Writer I know is phoning people telling them that he types 5 hours a night. I imagine that we are supposed to marvel at this. Of course, do I have to tell you? What matters is what he is typing. I wonder if he counts his telephone time as part of this 5 hours of typing?

I can type from one to 4 hours but the 4th hour, somehow, tapers away into almost nothing. Knew a guy once who told me, “We fucked all night.” It's not the same fellow who types 5 hours a night. But they've meet each other. Maybe they ought to take turns, switch off. The guy who typed 5 hours get to fuck all night and the guy who fucked all night gets to type 5 hours. Or maybe they can fuck each other while somebody else types. Not me, please. Have the woman do it. If there is one...

Hmmm.. you know, I am feeling somewhat goofy tonight. I keep thinking of Maxim Gorky. Why? I don't know. Somehow it seems as if Gorky never really existed. Some writers you can believe were there. Like Turgenev or D.H. Lawrence. Hemingway appears to me to half-and-half. He was really there but he wasn't. But Gorky? He did write some strong thigs. Before the Revolution. Then after the Revolution his writing began to pale. He didn't have much to bitch about. It's like the anti-war protesters, they need a war in order to thrive. There are some who make good living protesting against war.

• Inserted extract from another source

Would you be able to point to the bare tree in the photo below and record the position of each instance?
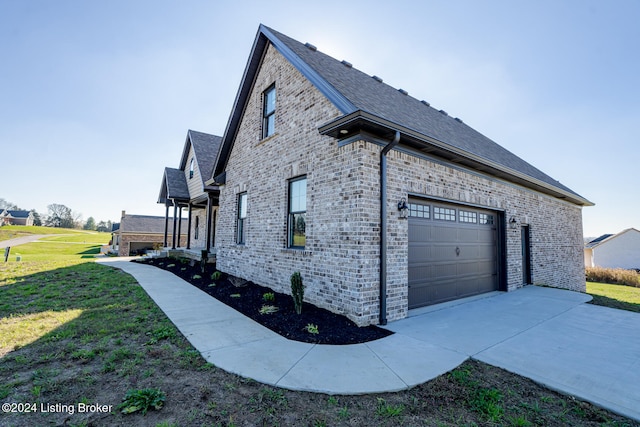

And when there isn't a was they don't know what to do. Like during the Gulf War there was group of writers, poets, they had planned a huge anti-war protest, they were ready with their poems and speeches. Suddenly the war was over. And the protest was scheduled for a week later. But they didn't call it off. They went ahead with it anyway. Because they wanted to be on stage. They needed it. It was something like an Indian doing a Rain Dance. I myself am anti-war. I was anti-war long ago when it wasn't even a popular, decent and intellectual thing. But I am suspect of the courage and motivations of many of the professional anti-war protesters. From Gorky to this, what? Let the mind roll, who cares?

Another good day at the track. Don't worry, I'm not winning all the money. I usually bet $10 or $20 to win or when it really looks good to me, I'll go $40.

The racetracks further confuse the people. They have 2 fellows on tv before each race and they talk about who they think will win. They show a net loss on each meet. As do all the public handicapppers, tout sheets and race betting services. Even computers can't figure the nags matter how much info is fed into them. Any time you pay somebody to tell you what to do you are going to be a loser. And this includes your psychiatrist, your psychologist, your broker, your workshop teacher and your etc.

There is nothing that teaches you more than regrouping after failure and moving on. Yet most people are stricken with fear. They fear failure so much that they fail. They are too conditioned, too used to being told what to do. It begins with the family, runs through school and goes into the business world.